I have used Kano Kroil and it works amazingly well. I do not like the smell and try hard not to get any on my hands as I believe it is absorbed through your skin(I might be totally wrong about this but safety first!). I have heard about the ATF mix many times but never remember when I need it so I have never tried it.


----------



## Jimthewagontraveler

As a former employee in a transmission rebuilding plant I can so vouch for the penetrating ability of atf.
That crap gets every where.


----------



## Caribou

Here is another home formula.
CONTENTS: "Ed's Red Bore Cleaner"
1 part - Dexron ATF, GM Spec. D-20265 or later.
1 part - Kerosene - deodorized, K1.
1 part - Aliphatic Mineral Spirits CAS #64741-49-9, or substitute "Stoddard Solvent", CAS #8052-41-3, or equivalent.
1 part - Acetone, CAS #67-64-1.
(Optional 1 lb. of Lanolin, Anhydrous, USP per gallon, or OK to substitute Lanolin, Modified, Topical Lubricant, from the drug store.)

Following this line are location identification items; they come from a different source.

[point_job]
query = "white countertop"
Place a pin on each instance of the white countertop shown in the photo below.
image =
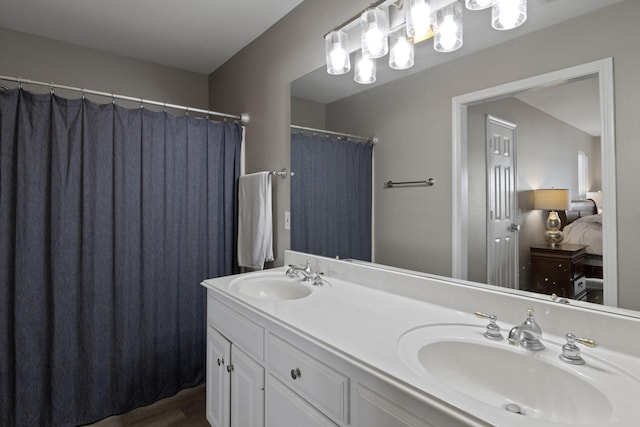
(364, 325)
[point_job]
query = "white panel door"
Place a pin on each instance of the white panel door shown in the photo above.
(502, 204)
(247, 391)
(218, 361)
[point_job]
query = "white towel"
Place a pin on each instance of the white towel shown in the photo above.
(255, 227)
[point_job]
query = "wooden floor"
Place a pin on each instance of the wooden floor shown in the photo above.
(185, 409)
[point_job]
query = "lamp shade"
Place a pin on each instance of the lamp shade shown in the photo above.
(554, 199)
(596, 196)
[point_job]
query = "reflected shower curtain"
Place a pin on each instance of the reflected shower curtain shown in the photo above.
(331, 196)
(109, 220)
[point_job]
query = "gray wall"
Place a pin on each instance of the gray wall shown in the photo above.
(546, 157)
(257, 80)
(41, 59)
(308, 113)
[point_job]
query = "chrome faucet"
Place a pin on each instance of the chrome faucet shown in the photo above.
(528, 334)
(307, 273)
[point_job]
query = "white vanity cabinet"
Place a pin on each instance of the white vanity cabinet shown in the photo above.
(235, 385)
(281, 378)
(235, 375)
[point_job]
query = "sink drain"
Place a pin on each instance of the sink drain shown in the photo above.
(512, 407)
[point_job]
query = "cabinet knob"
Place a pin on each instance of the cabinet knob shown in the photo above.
(295, 373)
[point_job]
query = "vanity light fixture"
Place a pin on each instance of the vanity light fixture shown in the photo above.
(508, 14)
(418, 20)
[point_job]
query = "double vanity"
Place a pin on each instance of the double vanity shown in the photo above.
(369, 346)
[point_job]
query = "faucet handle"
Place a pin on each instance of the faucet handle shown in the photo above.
(493, 330)
(571, 352)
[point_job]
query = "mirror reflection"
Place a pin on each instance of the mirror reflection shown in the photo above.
(412, 226)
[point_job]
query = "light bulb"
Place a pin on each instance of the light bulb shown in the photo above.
(365, 71)
(402, 51)
(448, 31)
(508, 14)
(421, 19)
(374, 26)
(337, 56)
(448, 28)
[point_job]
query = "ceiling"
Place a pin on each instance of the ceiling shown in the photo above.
(200, 35)
(195, 35)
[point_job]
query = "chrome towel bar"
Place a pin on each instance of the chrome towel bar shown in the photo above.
(428, 182)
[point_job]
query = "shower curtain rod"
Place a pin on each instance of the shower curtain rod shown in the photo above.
(370, 139)
(243, 117)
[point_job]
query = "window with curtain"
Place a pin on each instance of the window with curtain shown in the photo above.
(109, 220)
(331, 196)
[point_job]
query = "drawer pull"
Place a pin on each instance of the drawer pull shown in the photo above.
(295, 373)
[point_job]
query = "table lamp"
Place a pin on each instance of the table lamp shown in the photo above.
(553, 200)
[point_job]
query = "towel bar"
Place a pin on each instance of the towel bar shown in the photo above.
(428, 182)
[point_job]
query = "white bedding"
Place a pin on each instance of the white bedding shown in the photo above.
(585, 231)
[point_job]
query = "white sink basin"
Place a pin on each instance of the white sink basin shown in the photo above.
(271, 286)
(533, 387)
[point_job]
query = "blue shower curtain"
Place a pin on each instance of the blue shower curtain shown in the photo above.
(109, 220)
(331, 196)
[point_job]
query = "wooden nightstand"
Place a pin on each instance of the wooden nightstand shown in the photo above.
(559, 270)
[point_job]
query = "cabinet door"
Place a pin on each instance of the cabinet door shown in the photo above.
(218, 359)
(284, 408)
(247, 391)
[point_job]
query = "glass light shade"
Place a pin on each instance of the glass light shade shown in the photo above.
(336, 45)
(365, 72)
(401, 50)
(508, 14)
(479, 4)
(420, 19)
(374, 27)
(448, 28)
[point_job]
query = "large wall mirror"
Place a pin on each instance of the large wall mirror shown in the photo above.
(433, 123)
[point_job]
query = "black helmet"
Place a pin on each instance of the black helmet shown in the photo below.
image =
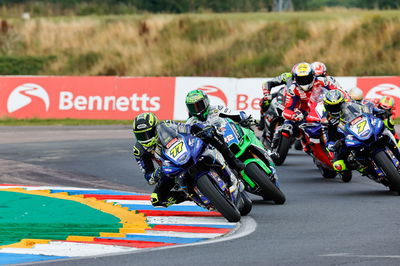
(333, 101)
(145, 129)
(198, 104)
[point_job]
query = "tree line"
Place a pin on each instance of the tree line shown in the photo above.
(84, 7)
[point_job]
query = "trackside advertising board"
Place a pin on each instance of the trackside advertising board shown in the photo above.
(126, 97)
(86, 97)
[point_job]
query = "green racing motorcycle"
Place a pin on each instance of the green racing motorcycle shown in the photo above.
(259, 175)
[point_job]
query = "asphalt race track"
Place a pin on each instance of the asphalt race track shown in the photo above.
(323, 222)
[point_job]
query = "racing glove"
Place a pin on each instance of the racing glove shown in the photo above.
(297, 116)
(247, 122)
(155, 176)
(330, 146)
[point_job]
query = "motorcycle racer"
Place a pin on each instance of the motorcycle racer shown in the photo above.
(299, 93)
(283, 79)
(147, 152)
(386, 104)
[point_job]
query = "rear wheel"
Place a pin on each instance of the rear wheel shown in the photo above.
(328, 174)
(225, 206)
(391, 172)
(268, 190)
(246, 204)
(346, 176)
(297, 145)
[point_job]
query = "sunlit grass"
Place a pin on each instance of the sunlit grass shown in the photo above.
(350, 42)
(61, 122)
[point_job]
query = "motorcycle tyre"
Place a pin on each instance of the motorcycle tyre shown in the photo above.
(282, 150)
(346, 176)
(247, 204)
(391, 172)
(297, 145)
(326, 173)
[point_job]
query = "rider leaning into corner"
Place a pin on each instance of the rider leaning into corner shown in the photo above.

http://www.precisionweapons.com/CartGenie/EDs_Red.pdf

This is a great bore cleaner and protectant. It is worthwhile to read the entire article as it contains mixing instructions and precautions.


----------



## OldCootHillbilly

In maintenance (lotsa boiler work an plumbin) we used lotsa liquid wrench, IMHO it were good stuff. We ran out durin a major rebuild an used sumtin similar ta the ATF an acetone. Worked just as well an was cheaper. Only thin was no spray can what were handy in some tight places. We solved that when we bought a couple refillable spray cans what was charged with air.

Good post.


----------



## Tirediron

WD-40 is a water displacer, how it got classified as a penetrating oil or handy lube is a mystery to me, it is how ever an excellent honing fluid 

CRC power lube is my choice for commercial spray lube 

Brake fluid is also a decent penetrant, but it is hard on paint and not really cheap either.


----------



## mojo4

Great post!! I have some old school oil cans that you push in on the bottom to squirt out the oil and had no use for them as now 3 way oil comes with its own squirting tube so now I can use em and have it ready to go!! So if I remember acetone is paint thinner right??


----------



## hiwall

mojo4, no acetone is not the same as paint thinner.


----------



## OldCootHillbilly

Yall can buy it in the paint dept. though.


----------



## hiwall

acetone is nail polish remover.
acetone can be produced by the human body.


----------



## HamiltonFelix

In the words of Artie Johnson, "Verrrry Interresting..." (If you're not old enough to remember Laugh-In, find it on YouTube.) 

I'll have to try that ATF & acetone mix. I have both items on the place. I've used PB Blaster with pretty good success. Some wrecking yards like it. 

I use WD-40 for lots of things, because it's handy. It was invented as a water displacer (40th formula tried), but it's sort of a compromise "do it all" product. In reality, the best penetrant will not be a good lubricant or preservative. After all, phosphoric acid (the ingredient in Naval Jelly) is the stuff to cut rust, but you wouldn't want to coat things with it. 

OldCootHillbilly reminded me I still have one refillable spray can, and I wish I'd bought more back when Harbor Fright was selling 'em. There is a YouTube video on "Make a Refillable Aerosol Spray Paint Can." The guy installs a Schrader valve for tubeless tire into an aerosol can. But he has to fill it through the valve. 

I'll keep the first post here in mind. Interesting that the products I thought were top of the heap, are not. 

BTW, sometimes it's not just rust or over-tightening. Sometimes there's thread locker involved. Judicious use of heat can be very helpful.


----------



## JustCliff

I made some of this up and tried it this weekend. It seems to want to separate a little but a shake of the can took care of that for the most part. It did work well for me I think. Sprayed some wingnuts and a 10 hp engine shaft with a centrifugal clutch on it. I went back to the wingnuts the next day and one of them came loose with my fingers and the others took very little effort with pliers. It di some pretty work on the clutch. Put the 3 jaw puller on and it came right off. I'll see what else I can find to use it on.


----------



## Grape Ape

No need for an aerosol can for the atf/acetone mix. Go get a squirt bottle like what they use for windex and use those. Just make sure when you buy it you get one that can handle petroleum products. 

I put used oil in an empty milk jug to be taken to the parts store for recycle. Came down the next day to a melted milk jug and a gallon of oil on the floor of my garage. A gallon of oil will cover a very large part of a garage floor.


----------



## JustCliff

I used an old fashion "thumb pump"type oiling can.


----------